Beh, naturalmente devo essere informato, tengo sempre a portata di mano il portatile, il tablet, lo smartphone.

Leggo le notizie su quattro o cinque giornali in rete, mi aggiornò su Facebook, twitter, Watsappp, qualche ricerca su Google, un filmetto su YouTube, insomma quanto basta, non più di cinque o sei ore al giorno, mica sono schiavo io.

ROBA DA GATTE


Alla mattina presto quando scendo in cucina per prepararmi la colazione e apro gli sportelloni di legno mi trovo davanti un’adunata di otto gatte che mi guardano mute con i loro occhioni.

Non miagolano come i due disperati casalinghi di Milano, queste ti osservano a distanza come sfingi indecifrabili.

Ovviamente gli preparo subito tre piatti di spaghetti con carne e croccantini, ma non ringraziano, il territorio è il loro, tengono lontano topi e serpenti e questa è la paga dovuta.

Alle 11 mentre riuscivo da casa ho visto una delle due gemelle bianco maculate che mi fissava.

Sono dovuto entrare e uscire dalla porta diverse volte.

Lei era sempre lì immobile.

Alla fine i suoi grandi occhi mi hanno commosso e le ho subito preparato un piatto di cibo.

Lei si è avvicinata con calma regale, l’ha annusato, poi si è allontanata un poco e mi ha guardato ancora.

Che sciocca – ho pensato – non sa nemmeno quello che vuole.

Rientrando in casa per prendere un attrezzo ho scorto sul lavandino un barattolo di tonno con un rimasuglio di olio.

Allora ho capito, tre ore prima avevo aggiunto nella pasta l’avanzo della scatoletta.
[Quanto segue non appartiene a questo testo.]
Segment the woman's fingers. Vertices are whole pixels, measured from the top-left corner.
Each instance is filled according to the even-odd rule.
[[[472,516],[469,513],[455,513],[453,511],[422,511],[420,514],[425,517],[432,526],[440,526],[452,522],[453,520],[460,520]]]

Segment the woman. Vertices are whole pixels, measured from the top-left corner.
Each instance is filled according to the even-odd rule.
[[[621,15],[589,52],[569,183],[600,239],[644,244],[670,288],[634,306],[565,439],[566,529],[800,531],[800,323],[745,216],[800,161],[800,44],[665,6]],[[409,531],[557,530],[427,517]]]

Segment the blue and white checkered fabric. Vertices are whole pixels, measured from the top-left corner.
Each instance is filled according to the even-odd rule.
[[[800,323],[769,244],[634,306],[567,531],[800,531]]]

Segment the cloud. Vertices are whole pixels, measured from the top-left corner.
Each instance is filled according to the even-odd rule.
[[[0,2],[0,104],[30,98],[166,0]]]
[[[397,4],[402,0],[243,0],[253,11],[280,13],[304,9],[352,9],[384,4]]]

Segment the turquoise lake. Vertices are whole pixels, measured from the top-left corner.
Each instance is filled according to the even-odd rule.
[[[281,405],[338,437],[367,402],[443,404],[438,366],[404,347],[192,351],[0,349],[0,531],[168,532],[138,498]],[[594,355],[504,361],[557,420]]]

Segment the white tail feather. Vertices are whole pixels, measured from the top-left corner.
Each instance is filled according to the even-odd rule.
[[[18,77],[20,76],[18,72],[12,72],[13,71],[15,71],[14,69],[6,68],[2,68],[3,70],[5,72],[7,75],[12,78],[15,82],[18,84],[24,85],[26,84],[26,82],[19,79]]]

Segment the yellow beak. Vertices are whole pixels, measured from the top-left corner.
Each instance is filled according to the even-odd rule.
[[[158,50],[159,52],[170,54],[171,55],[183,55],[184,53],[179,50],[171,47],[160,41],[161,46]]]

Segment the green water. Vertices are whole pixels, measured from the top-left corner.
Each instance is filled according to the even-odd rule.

L’ho versato nel piattino di fronte a lei, che subito ci si è avventata sopra, mentre altre gatte, sorelle o cugine spuntavano fuori dai cespugli di rosmarino.

Mi aveva adescato come un vecchio babbeo!

Giovani femmine già esperte.

Roba da gatte!

SORPRESE


Ho chiesto al promettente avvocato come aveva visto i suoi bimbi nel rapido ritorno a casa.

Tutto bene, i piccoli gli avevano regalato i loro disegni colorati per la festa del papà.

“A proposito, auguri anche a te papà !”

Poco fa mi ha telefonato anche il Martello inglese, chiamandomi affettuosamente ” il suo ciccione”.

Toh, allora non sono solo un vecchio nonno.

Quante cose mi dimentico, la vita è piena di sorprese.